Bild: Der serbische Staatspräsident Aleksandar Vučić in Brüssel, Belgien, a…
Belgrad taz | Wahlfälschung, gleichgeschaltete Medien, parteieigene
Schlägertrupps, gehorsame Staatsanwaltschaft, politischer Missbrauch von
Polizei und Geheimdiensten: Seit Jahren warnen serbische Aktivisten und
kritische Journalisten, dass Serbien, [1][das formal den Status eines
EU-Beitrittskandidaten hat], längst keine Demokratie sei, sondern eine
Autokratie, die in eine offene Diktatur abrutscht.
Es ist auch längst ein „offenes Geheimnis“, dass der serbische Geheimdienst
BIA Aktivisten, Journalisten und oppositionelle Politiker gesetzwidrig
abhört, auf Anweisung „von oben“. Unabhängige Medien berichteten, dass, w…
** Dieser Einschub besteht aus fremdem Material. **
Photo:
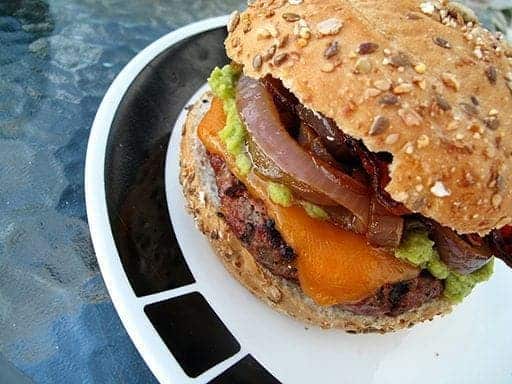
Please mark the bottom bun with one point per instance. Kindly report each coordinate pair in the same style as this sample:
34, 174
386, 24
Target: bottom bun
197, 179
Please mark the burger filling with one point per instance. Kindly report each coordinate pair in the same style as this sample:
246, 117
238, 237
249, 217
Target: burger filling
309, 203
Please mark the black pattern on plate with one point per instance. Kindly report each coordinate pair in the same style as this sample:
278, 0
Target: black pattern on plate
134, 166
193, 332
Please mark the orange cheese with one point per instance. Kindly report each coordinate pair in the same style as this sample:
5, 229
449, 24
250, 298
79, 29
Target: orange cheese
334, 266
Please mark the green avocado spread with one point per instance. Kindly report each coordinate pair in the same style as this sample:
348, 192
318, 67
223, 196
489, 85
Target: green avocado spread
418, 249
223, 81
280, 194
314, 211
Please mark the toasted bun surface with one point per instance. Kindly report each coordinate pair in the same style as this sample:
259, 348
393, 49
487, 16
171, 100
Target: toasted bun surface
407, 78
199, 189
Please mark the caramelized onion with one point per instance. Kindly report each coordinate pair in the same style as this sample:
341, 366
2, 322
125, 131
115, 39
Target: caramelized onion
463, 254
384, 228
262, 119
266, 168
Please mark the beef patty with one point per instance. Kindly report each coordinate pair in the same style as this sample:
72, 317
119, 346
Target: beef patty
248, 220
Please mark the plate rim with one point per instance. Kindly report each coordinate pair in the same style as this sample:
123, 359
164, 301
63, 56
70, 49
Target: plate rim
116, 280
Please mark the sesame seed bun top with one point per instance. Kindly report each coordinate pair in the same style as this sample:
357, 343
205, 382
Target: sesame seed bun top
422, 81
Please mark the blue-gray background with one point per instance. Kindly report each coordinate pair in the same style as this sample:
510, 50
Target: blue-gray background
57, 59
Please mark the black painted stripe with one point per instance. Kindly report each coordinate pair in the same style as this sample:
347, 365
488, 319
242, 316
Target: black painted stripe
134, 166
193, 332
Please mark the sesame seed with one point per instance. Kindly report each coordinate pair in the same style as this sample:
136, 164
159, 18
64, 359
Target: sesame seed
305, 32
420, 68
450, 80
496, 200
440, 190
371, 92
363, 65
469, 109
383, 85
281, 58
492, 74
400, 60
403, 88
329, 27
331, 50
234, 19
492, 123
290, 17
420, 82
281, 42
327, 67
423, 141
269, 53
443, 43
302, 42
442, 103
427, 8
367, 48
262, 33
257, 61
272, 30
245, 19
379, 125
392, 138
410, 117
388, 99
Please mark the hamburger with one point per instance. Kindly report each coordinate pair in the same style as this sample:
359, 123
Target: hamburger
351, 165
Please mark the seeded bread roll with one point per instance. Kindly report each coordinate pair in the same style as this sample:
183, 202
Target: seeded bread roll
422, 81
199, 189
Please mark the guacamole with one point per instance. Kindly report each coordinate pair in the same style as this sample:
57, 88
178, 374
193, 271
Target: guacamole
280, 194
222, 81
314, 211
419, 250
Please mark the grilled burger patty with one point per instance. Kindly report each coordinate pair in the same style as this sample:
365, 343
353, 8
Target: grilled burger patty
248, 220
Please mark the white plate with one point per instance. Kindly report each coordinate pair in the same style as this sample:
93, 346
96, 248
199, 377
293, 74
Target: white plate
472, 345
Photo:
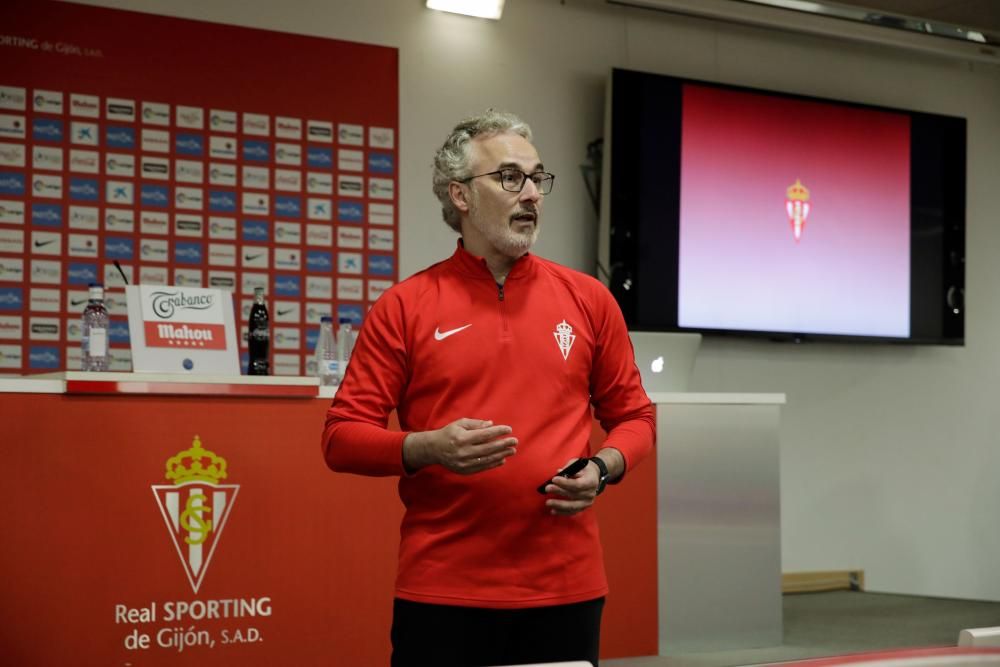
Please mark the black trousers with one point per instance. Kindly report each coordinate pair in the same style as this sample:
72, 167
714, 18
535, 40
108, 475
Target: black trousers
432, 635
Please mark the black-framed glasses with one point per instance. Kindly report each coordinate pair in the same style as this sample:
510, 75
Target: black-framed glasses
512, 180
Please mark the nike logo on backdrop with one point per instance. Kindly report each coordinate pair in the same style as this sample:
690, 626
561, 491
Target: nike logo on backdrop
441, 335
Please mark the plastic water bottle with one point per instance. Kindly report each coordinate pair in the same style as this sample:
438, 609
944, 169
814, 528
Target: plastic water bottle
345, 344
258, 335
94, 341
326, 354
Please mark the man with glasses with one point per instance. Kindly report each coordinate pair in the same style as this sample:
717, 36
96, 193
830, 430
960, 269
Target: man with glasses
492, 360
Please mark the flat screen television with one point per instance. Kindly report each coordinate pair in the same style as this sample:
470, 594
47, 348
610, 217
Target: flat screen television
733, 210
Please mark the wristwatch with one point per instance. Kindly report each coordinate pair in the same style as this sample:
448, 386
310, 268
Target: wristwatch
603, 467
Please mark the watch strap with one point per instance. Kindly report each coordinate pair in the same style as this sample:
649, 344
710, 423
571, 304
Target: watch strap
603, 468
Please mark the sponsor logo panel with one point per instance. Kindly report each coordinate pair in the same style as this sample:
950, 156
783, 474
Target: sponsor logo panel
377, 288
381, 163
349, 263
351, 135
319, 261
381, 239
84, 106
190, 171
46, 243
84, 217
222, 147
83, 133
119, 164
256, 151
287, 338
82, 245
10, 356
12, 127
222, 280
45, 300
11, 327
188, 252
154, 222
186, 224
11, 270
319, 209
289, 259
119, 137
256, 257
154, 250
47, 101
188, 277
319, 287
319, 235
11, 240
318, 130
288, 180
155, 141
222, 121
381, 188
11, 212
290, 154
46, 215
155, 113
116, 108
13, 155
256, 124
157, 168
287, 285
152, 275
80, 273
46, 272
288, 232
43, 357
119, 220
350, 289
191, 118
44, 328
189, 198
288, 128
119, 247
12, 97
11, 299
84, 161
256, 203
350, 237
382, 137
381, 214
350, 160
222, 228
287, 311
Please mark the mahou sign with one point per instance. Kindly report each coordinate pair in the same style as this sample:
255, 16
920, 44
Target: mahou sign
182, 329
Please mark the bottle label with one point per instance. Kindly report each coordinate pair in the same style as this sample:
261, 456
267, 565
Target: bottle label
98, 342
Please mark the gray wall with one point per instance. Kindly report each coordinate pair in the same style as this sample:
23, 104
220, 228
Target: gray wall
890, 455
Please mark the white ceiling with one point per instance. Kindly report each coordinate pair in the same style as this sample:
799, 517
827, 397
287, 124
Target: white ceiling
983, 15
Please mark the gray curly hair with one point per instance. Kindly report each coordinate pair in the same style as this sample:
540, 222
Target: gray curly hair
451, 162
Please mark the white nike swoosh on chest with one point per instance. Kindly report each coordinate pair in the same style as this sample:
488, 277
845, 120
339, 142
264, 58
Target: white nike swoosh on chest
441, 335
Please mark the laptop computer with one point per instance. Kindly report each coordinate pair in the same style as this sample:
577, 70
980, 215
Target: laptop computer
665, 359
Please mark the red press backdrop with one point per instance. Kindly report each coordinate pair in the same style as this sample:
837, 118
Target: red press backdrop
194, 154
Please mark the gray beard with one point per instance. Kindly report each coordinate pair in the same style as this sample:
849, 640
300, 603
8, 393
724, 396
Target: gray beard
505, 240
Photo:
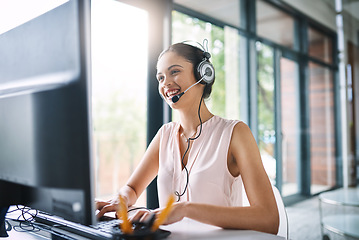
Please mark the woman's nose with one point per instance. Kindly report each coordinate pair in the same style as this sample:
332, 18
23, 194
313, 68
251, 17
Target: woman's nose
166, 81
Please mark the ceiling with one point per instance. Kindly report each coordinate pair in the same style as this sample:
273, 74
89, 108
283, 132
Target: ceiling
228, 10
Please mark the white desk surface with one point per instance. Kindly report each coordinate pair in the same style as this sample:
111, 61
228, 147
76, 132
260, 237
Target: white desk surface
183, 230
190, 229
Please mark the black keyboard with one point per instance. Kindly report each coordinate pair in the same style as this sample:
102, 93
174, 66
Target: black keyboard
103, 230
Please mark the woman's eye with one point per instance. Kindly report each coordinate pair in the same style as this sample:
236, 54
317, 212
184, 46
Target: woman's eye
159, 78
174, 71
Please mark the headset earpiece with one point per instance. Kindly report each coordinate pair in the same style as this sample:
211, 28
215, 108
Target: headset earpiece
205, 69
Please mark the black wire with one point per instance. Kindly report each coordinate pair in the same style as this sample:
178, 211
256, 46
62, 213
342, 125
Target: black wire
138, 208
188, 145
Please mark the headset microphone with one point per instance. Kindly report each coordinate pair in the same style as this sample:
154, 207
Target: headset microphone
178, 96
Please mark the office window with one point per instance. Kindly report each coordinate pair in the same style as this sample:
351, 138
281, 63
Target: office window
275, 25
322, 128
320, 45
223, 45
290, 129
119, 90
227, 11
266, 109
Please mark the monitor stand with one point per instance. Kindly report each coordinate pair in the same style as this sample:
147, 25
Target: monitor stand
3, 232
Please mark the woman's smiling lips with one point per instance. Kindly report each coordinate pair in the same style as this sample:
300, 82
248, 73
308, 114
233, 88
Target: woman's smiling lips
171, 92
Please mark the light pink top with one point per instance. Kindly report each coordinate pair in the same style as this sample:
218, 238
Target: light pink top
209, 178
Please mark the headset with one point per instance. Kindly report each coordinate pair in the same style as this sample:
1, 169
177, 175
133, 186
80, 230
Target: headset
204, 72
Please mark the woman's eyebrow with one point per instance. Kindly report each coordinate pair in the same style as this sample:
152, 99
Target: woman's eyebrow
174, 65
170, 67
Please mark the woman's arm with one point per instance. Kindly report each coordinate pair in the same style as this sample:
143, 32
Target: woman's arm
262, 214
144, 173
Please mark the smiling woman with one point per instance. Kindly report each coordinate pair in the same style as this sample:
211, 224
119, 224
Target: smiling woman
119, 92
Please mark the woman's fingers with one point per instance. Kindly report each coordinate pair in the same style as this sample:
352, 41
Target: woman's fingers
104, 208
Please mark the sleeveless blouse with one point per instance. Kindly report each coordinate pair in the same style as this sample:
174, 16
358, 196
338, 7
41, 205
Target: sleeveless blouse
209, 180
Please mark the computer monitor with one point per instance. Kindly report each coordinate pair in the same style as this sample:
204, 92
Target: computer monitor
45, 116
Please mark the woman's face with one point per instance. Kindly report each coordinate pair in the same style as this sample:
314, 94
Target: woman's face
175, 75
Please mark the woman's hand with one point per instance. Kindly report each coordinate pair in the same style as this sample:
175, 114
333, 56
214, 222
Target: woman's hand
176, 214
106, 206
einst die Stasi in der DDR, die BIA in die Verteidigung des Regimes von
Kritikern eingespannt sei, die die regimetreue Boulevardpresse als
„Auslandssöldner“ brandmarkt.
Dass dem tatsächlich so ist, haben neulich Amnesty International und das
Balkan Investigative Reporting Network (BIRN) nachgewiesen. Nach einer
forensischen Analyse von Dutzenden Mobiltelefonen von „Staatsfeinden“
veröffentlichten sie Mitte Dezember 2024 [2][den Bericht „Digitales
Gefängnis: Überwachung und Unterdrückung der Zivilgesellschaft in
Serbien“].
„Die serbischen Behörden setzen Überwachungstechnologie und digitale
Repressionstaktiken als Instrumente einer umfassenden staatlichen Kontrolle
und Repression gegen die Zivilgesellschaft ein“, sagt dazu Charlotte Deiss,
Juristin und Forschungsbeauftragte für Meinungsäußerungsfreiheit bei
Amnesty International Österreich. „Der Bericht macht deutlich, wie
hochinvasive Spyware das Recht auf Privatleben sowie die
Meinungsäußerungs- und Versammlungsfreiheit von jedem Einzelnen
gefährdet.“
## Der Geheimdienst gibt sich ahnungslos
In der Praxis funktioniert das so: Aktivisten werden unter irgendeinem
Vorwand zum „Informationsgespräch“ in eine Polizeistation abgeführt. Ihre
Mobiltelefone müssen sie abgeben, und während sie verhört werden,
entschlüsselt man die Apparate mit einer eigens von der BIA entwickelten
Software „NoviSpy“. Dann wird die israelische Spysoftware „Cellebrite“
installiert, die nicht nur Textnachrichten und Kontakte, sondern auch
private Fotos einsammelt. Ganze Familien wurden so ausspioniert, Kameras
und Mikrofone der Mobilgeräte ferngeschaltet, schreibt das BIRN.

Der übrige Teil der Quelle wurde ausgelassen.